Jeu

franekbalboa

La plume glisse et gratte le papier. Dehors des pneus crissent accompagnant cette course. Des boucles, des courbes, la plume danse sur le parchemin. Des doigts lui offrent sa course. Experts ou amateurs, ils manoeuvrent délicatement cette fragile tige, saignant la feuille de cette encre noire. Le crissement seul brise le silence désormais. L'on entend parfois le souffle de l'écrivain, mais rien d'autre ne vient ternir cette paix sonore. Le moment est apaisant. Au dehors, des sirènes retentissent, brisant cet éphémère silence. L'ampoule d'une vieille lampe s'allume alors.
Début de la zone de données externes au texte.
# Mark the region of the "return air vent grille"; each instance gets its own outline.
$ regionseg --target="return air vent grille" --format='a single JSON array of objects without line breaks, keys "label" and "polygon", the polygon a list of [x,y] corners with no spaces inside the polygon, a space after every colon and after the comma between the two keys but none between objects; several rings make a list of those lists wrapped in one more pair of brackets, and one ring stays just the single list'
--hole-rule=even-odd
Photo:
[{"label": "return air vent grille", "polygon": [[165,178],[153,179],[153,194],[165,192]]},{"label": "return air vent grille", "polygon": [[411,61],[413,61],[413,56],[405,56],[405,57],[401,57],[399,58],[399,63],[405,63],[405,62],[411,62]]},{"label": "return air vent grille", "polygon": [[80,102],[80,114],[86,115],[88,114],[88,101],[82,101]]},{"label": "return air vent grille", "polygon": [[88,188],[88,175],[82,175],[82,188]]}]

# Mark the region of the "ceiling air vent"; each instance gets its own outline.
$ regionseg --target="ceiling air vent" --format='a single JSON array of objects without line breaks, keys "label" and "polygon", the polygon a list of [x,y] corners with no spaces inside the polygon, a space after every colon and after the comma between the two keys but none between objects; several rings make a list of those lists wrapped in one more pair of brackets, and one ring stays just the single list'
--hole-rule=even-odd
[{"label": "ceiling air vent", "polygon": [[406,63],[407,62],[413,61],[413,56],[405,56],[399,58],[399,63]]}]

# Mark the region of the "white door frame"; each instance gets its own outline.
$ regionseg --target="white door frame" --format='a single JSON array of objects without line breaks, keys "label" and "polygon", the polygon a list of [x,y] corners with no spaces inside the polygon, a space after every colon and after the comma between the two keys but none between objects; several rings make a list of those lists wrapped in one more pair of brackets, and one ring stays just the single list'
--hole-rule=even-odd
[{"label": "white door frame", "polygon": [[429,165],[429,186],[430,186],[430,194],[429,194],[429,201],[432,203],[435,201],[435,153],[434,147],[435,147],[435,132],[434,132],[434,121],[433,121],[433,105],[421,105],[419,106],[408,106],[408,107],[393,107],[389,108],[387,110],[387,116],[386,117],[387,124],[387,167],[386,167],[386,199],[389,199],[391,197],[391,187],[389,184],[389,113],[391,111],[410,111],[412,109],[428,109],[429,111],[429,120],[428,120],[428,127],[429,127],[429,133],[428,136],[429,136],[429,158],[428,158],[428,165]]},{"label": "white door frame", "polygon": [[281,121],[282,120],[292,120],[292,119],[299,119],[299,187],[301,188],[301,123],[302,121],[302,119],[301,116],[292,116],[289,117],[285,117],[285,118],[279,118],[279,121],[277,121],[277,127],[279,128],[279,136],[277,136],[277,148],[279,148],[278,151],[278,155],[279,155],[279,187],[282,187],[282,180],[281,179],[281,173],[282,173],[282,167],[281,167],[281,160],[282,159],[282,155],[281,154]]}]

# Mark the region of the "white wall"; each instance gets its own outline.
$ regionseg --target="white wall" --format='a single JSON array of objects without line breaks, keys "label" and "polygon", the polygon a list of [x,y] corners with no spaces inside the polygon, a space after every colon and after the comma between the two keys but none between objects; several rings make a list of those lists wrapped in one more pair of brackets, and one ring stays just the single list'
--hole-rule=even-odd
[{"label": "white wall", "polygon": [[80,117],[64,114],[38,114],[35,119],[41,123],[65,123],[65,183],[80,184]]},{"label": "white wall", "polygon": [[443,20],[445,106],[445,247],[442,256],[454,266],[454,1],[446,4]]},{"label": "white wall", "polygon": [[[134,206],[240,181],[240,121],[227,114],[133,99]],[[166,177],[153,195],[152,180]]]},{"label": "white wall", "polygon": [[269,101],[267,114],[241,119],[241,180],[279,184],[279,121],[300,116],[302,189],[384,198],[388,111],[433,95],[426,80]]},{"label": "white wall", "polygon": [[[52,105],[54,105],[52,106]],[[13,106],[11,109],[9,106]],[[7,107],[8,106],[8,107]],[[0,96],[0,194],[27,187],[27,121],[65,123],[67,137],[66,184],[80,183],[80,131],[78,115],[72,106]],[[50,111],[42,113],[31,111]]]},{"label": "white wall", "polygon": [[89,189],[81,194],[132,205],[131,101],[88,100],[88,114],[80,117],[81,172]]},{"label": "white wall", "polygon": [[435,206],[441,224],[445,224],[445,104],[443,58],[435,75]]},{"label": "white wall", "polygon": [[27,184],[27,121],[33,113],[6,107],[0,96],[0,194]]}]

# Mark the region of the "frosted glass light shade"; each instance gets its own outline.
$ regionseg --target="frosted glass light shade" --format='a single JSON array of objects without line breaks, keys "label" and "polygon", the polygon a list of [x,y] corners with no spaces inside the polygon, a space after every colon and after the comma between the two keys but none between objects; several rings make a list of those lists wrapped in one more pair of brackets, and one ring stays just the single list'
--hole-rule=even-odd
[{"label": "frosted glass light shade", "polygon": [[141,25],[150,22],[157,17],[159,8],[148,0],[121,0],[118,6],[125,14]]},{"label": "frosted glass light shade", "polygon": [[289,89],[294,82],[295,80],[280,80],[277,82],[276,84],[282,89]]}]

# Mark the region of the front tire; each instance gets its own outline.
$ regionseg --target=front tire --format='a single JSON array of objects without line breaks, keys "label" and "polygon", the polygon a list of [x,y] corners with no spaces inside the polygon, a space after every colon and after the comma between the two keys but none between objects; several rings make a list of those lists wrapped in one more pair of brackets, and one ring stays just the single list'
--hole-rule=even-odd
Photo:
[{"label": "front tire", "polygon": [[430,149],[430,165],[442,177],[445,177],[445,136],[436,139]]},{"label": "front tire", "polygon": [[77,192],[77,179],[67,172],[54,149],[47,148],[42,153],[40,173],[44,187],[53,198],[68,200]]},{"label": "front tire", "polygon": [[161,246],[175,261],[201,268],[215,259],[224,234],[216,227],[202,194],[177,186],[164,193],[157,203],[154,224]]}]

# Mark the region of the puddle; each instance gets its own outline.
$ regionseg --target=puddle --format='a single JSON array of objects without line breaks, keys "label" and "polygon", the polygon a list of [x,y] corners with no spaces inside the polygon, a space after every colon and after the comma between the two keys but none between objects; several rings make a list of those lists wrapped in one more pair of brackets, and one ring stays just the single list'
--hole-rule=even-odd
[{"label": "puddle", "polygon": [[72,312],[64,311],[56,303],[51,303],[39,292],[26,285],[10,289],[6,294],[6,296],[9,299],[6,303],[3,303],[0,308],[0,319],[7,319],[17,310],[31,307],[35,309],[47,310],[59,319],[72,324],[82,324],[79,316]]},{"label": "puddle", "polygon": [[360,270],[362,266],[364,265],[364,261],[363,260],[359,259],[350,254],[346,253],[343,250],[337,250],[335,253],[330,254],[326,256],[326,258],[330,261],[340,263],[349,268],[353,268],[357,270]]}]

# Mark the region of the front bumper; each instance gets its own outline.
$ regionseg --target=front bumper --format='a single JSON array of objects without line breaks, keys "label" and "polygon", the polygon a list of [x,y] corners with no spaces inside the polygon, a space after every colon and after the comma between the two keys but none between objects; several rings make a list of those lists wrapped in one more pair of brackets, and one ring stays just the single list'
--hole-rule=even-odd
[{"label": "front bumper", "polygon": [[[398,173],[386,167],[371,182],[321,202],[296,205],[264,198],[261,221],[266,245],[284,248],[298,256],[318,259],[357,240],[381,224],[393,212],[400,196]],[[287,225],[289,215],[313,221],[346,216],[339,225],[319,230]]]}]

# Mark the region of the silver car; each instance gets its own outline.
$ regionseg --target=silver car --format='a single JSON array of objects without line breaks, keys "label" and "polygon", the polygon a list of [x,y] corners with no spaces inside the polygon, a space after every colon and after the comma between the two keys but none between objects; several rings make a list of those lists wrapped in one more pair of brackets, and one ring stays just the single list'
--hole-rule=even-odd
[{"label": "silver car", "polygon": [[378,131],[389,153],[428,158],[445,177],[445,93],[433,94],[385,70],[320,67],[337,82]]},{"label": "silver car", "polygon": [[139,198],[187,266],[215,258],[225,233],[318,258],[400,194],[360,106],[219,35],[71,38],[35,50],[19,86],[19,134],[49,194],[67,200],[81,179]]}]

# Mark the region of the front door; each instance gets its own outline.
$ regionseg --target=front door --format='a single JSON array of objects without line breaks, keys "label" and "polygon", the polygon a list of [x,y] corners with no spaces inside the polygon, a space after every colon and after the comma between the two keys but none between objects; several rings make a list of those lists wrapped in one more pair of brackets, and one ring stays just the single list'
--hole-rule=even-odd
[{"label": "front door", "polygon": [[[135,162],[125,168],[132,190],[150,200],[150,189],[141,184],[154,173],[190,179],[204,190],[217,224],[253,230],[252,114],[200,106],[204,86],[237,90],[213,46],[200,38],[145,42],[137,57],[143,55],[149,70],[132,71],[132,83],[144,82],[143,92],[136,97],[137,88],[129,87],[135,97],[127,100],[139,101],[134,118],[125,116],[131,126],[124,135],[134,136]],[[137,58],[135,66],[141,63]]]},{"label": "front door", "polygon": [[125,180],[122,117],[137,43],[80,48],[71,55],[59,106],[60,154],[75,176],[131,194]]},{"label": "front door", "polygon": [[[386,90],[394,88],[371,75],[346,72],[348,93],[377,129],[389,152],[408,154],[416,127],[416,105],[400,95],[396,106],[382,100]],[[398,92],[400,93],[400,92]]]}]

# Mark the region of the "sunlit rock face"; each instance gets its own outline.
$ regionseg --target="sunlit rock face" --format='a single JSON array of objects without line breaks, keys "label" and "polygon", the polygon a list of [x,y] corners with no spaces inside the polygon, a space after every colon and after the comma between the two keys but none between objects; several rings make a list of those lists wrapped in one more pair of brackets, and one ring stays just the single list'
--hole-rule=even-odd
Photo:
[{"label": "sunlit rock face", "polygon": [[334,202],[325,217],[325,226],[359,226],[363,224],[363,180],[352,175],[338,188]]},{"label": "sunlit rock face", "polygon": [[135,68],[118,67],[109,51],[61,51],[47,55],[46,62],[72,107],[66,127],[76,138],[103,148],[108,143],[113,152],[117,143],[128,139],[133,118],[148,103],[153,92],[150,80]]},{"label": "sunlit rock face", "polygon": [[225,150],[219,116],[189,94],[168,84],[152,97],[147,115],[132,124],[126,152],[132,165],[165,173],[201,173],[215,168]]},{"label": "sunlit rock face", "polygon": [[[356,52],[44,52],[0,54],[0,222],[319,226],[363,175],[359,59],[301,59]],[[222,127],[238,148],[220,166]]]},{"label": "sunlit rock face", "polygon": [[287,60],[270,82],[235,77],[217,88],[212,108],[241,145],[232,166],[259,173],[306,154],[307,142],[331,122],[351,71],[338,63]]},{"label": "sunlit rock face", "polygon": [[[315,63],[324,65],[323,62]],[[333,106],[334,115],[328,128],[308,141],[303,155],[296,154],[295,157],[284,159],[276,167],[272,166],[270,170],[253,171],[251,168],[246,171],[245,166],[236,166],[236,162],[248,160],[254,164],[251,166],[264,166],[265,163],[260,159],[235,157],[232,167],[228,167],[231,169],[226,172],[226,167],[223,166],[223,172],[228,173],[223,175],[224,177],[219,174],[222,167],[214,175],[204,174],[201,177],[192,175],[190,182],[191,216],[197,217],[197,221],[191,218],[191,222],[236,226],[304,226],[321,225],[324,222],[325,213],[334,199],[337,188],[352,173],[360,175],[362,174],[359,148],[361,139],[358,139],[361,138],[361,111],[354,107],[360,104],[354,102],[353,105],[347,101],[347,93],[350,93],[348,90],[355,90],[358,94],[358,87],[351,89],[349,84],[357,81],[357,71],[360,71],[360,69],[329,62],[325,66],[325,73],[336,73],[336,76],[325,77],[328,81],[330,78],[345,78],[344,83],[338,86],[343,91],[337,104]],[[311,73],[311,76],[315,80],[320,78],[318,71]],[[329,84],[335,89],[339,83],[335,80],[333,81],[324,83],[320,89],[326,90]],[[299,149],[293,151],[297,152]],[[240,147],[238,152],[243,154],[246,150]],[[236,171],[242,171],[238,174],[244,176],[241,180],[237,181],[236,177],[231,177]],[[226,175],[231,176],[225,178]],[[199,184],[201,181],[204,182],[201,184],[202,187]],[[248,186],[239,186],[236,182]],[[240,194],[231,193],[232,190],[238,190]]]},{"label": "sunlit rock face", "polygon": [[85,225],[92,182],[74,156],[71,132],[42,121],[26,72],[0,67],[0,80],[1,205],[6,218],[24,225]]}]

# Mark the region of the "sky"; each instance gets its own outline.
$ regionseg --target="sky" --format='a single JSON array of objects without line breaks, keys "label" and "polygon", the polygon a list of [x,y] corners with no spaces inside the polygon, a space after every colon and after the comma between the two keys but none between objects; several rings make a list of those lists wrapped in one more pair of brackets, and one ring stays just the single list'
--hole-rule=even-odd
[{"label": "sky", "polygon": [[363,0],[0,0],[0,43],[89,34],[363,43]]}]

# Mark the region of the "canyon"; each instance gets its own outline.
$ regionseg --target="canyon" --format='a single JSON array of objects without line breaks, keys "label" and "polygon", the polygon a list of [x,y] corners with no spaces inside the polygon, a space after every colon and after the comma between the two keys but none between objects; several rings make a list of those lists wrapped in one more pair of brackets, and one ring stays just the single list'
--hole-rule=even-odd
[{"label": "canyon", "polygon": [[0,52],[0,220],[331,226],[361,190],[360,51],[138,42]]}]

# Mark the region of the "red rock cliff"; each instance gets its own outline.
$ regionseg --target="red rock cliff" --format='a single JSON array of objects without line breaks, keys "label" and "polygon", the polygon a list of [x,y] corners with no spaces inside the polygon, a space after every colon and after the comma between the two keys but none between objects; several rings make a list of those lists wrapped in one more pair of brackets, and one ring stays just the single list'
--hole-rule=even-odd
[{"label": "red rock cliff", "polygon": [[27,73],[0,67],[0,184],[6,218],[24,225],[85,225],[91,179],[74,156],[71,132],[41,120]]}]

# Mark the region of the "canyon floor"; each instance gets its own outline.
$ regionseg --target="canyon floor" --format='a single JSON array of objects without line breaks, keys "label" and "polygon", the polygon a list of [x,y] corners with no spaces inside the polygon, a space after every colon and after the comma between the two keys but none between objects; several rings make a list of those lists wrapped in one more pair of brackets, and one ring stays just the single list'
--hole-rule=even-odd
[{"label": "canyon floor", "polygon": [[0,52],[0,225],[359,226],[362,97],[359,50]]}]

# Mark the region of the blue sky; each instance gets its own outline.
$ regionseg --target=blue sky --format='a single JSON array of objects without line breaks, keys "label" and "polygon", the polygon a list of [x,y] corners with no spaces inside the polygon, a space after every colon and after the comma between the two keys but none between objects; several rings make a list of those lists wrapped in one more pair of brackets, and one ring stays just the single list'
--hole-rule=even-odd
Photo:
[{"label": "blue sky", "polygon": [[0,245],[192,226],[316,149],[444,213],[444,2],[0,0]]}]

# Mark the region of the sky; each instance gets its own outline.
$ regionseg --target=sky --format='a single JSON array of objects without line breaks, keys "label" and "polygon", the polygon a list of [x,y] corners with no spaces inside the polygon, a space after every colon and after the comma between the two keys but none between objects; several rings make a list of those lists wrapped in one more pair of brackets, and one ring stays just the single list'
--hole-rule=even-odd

En plus de la plume, l'ombre vient aussi danser. Elles ne se quittent que lorsque la main se lève. La délicatesse de personnage continue, et avec elle l'office de l'écriture. Des mondes se créent par cette manipulation, les mots eux-mêmes se mettent à danser, des dragons, des créatures mythiques, des héros, des aventures à dévorer. Il s'agit du seul monde où nulle limite n'existe, des plus belles aux plus horribles, en passant par les plus anodines, tout prend vie si le magicien des mots en a l'envie. De longues heures, des centaines de lignes, des dizaines de pages, des doigts fatigués et peinant, sales d'encre, mais commandés par un esprit ayant encore moultes idées en tête... Le show continue, la danse de la plume, puis sans prévenir, un bruit sourd d'une tête heurtant un tas de feuilles, une main qui tombe, lâchant la plume, qui s'écrase à son tour sur le sol de la pièce, tachant le revêtement d'encre noire. La fatigue a eu raison de l'auteur, la plume dansera de nouveau demain... À moins que cette danse ne fut la dernière? Au sol, tachée d'encre comme un corps serait tâché de sang, elle attend le réveil, immobile et figée, contrastant avec le show, où elle semblait ne jamais vouloir s'arrêter.